Am Fam Physician. 2000;62(11):2506-2508
While corticosteroids are often used to induce remission of Crohn's disease, the many side effects of these agents make them problematic for maintenance therapy. Alternatives to corticosteroids include mercaptopurine and azathioprine, but these agents are generally not as effective in controlling the disease. Methotrexate induces remission of active Crohn's disease but its effectiveness for maintenance therapy is unknown. Feagan and colleagues evaluated the effectiveness of methotrexate in patients whose Crohn's disease was in remission.

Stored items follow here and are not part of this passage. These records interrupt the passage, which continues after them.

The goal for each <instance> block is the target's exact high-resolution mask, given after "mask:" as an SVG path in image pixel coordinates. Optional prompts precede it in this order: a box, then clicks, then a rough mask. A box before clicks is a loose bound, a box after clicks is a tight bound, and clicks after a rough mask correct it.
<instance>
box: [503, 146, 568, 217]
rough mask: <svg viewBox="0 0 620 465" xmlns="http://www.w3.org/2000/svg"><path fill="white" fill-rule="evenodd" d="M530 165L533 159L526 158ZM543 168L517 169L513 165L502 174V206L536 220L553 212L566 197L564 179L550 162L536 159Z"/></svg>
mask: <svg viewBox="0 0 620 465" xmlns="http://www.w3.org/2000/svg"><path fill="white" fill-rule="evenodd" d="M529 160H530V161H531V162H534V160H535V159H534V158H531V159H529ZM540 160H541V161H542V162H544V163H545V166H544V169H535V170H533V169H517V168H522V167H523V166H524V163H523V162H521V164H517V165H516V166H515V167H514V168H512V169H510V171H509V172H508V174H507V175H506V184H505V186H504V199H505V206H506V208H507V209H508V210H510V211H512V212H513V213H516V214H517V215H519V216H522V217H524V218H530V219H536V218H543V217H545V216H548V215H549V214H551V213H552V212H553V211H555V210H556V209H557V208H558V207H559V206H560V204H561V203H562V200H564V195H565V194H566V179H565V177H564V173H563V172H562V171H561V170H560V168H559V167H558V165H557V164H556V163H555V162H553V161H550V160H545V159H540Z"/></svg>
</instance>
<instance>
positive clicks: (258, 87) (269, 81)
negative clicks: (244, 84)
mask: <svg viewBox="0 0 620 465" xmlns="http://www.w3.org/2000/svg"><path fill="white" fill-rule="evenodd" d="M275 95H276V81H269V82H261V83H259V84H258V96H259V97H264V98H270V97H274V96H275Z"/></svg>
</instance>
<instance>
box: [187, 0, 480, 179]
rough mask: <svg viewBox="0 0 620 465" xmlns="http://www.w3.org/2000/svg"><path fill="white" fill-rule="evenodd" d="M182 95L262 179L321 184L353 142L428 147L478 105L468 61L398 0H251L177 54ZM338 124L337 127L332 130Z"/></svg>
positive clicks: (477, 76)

The double-blind, placebo-controlled study included 76 patients with chronically active Crohn's disease that had been induced into remission after 16 to 24 weeks of methotrexate injections, at 25 mg weekly. Remission was defined as no need for prednisone or a score of 150 or less on the Crohn's disease activity index. This index uses eight clinical features, such as the number of liquid or very soft stools, the severity of abdominal pain, the presence or absence of an abdominal mass or extraintestinal manifestations. With this index, scores can range from zero to 600. A score of 150 or less indicates inactive disease, and a score higher than 450 indicates critical illness.
Patients were randomly assigned to receive intramuscular injections of methotrexate, at 15 mg weekly, or placebo for 40 weeks. The Crohn's disease activity index was used to assess efficacy of therapy. A 100-point increase from the baseline score or the need for prednisone, mercaptopurine or azathioprine was considered to signify relapse of the disease. Patients were evaluated every four weeks, and dosage adjustments were made as needed because of abnormal values on hepatic or hematologic tests.
After 40 weeks of follow-up, 26 (65 percent) of the 40 patients in the methotrexate group remained in remission, compared with 14 (39 percent) of the 36 patients in the placebo group. This translated to a 26.1 percent absolute reduction in the risk of relapse with methotrexate maintenance therapy.
Patients in the methotrexate group had fewer relapses than did those in the placebo group. Eleven patients (28 percent) in the methotrexate group required steroid therapy because of relapse compared with 21 patients (58 percent) in the placebo group. Of the 36 patients who had a relapse, 22 were treated with 25 mg of methotrexate weekly, usually in addition to prednisone. In 12 (55 percent) of these 22 patients, prednisone was subsequently discontinued, and these 12 were in remission at week 40 of the study.
None of the patients in the methotrexate group had a severe adverse event. Two patients in the placebo group had an adverse event. Nausea and vomiting occurred in 16 patients who received methotrexate and in nine patients who received placebo. Only one patient discontinued methotrexate therapy because of nausea and vomiting. The overall incidence of recorded adverse events was the same in both groups.
The authors conclude that methotrexate is safe and effective for maintaining remission in patients with Crohn's disease. Although adverse events were rare in this study, treatment with methotrexate requires monitoring for evidence of hematologic, hepatic and pulmonary toxicity. Because of the risk of teratogenicity, methotrexate should not be used in women of childbearing age.